As evil as treadmills can be, this absurd story demonstrates the ridiculous exercise habits of UW students. Some, like the chatty jogger, attempt to blend sweat and gossip. Others are too intense, putting themselves and others at risk. Negotiating the inconsiderate chaos of the SERF is now a workout in itself.
Cell phones are now as common as iPods at the SERF. Students cannot bear to be disconnected from the social world–not even for a half hour. Sick of their iPod playlists and MTV reruns, many carry on casual conversations as they churn away on the elliptical trainers. Lest you think that these individuals aren't serious about their workouts, fights regularly break out as patrons dispute the half-hour cardio machine time limit.
Fortunately, I have found the solution to the overcrowded cardio center: remove all handrails.

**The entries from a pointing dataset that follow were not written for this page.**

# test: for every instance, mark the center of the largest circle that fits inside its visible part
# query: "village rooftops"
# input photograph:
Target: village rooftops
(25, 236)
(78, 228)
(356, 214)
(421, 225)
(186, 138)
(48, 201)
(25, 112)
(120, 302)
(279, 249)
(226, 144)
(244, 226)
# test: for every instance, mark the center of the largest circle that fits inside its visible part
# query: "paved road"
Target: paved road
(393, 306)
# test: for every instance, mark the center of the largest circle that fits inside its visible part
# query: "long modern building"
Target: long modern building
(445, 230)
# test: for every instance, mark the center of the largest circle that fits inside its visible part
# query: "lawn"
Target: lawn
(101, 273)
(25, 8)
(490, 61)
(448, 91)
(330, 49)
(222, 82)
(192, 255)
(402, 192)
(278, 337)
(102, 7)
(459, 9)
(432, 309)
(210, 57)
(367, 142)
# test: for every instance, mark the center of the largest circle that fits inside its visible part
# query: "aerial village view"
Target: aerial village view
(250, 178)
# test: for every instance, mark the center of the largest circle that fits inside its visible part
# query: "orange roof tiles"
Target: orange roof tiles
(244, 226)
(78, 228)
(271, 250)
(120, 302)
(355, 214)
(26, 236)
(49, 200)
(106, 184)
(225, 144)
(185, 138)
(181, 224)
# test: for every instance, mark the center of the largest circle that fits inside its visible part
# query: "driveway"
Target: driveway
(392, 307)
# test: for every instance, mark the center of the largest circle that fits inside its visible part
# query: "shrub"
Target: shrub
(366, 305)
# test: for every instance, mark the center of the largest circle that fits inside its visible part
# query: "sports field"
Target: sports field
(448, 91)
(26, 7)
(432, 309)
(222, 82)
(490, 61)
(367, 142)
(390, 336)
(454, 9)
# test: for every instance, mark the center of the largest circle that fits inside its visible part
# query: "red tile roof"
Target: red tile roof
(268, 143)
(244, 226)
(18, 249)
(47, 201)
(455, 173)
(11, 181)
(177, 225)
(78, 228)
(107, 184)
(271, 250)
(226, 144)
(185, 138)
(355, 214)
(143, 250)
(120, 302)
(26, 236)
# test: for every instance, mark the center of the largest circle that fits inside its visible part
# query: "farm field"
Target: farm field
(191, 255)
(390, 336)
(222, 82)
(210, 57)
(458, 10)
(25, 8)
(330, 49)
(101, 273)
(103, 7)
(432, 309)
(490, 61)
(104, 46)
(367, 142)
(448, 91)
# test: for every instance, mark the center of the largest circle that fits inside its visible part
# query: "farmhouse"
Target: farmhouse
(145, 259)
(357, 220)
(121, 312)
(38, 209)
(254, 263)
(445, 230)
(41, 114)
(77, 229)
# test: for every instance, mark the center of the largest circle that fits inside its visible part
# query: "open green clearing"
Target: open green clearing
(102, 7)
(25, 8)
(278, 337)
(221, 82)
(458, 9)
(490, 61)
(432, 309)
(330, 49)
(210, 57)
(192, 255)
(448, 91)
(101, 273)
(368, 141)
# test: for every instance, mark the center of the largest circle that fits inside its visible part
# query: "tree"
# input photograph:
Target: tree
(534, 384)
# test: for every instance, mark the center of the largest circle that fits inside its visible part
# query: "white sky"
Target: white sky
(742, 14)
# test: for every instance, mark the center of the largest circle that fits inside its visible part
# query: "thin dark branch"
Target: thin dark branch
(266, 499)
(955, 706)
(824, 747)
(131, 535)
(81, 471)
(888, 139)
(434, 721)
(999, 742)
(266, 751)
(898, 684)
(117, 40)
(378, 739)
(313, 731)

Unable to lean 90 percent of their bodyweight on the rails, workouts will become much more difficult, and workouts will be over in half the time.
The woes of the SERF do not end upstairs. Many remain convinced that weight benches double as beds. Patrons regularly spend ""breaks"" sprawled out on the weight equipment, as those waiting to use the equipment look on hopelessly. Meanwhile, the bench press has replaced College Library as the social center of campus. Frat boys flock in groups to give their jaws a tiring workout, gossiping around the squat rack. Beyond constituting a fire hazard, they make it difficult for others to get in their own workouts.
More motivated lifters have their own issues. The flipside of five-man lifting crews are lone wolves who place their lives at risk with every squat. Refusing a spotter, it's only a matter of time before these he-men end up with a bar on their necks.
Schwarzenegger wannabes that do request a spotter endanger two lives. Racking up obscene amounts of weight, each lift becomes a team effort, leaving the poor spotter with a herniated disk. Whether showing off for others or the beloved mirrors, no one is impressed.
The final SERF sin afflicts the noses of all. Patrons arrive at the SERF having abstained from bathing for a week. Some attempt to cover their stench with the deplorable AXE Body Spray, known to college-age males as ""shower in a bottle."" These stinkers create a nauseating halo around them, sickening fellow exercisers.
These careless SERF behaviors make regular exercise an even bigger headache. Not everyone is training for a triathlon, and working out with friends can make exercise fun, but the SERF should be a place where everyone can meet their fitness goals. Obey the time limits, share the equipment, and remember: Wearing headphones doesn't mean the rest of us can't hear you fart.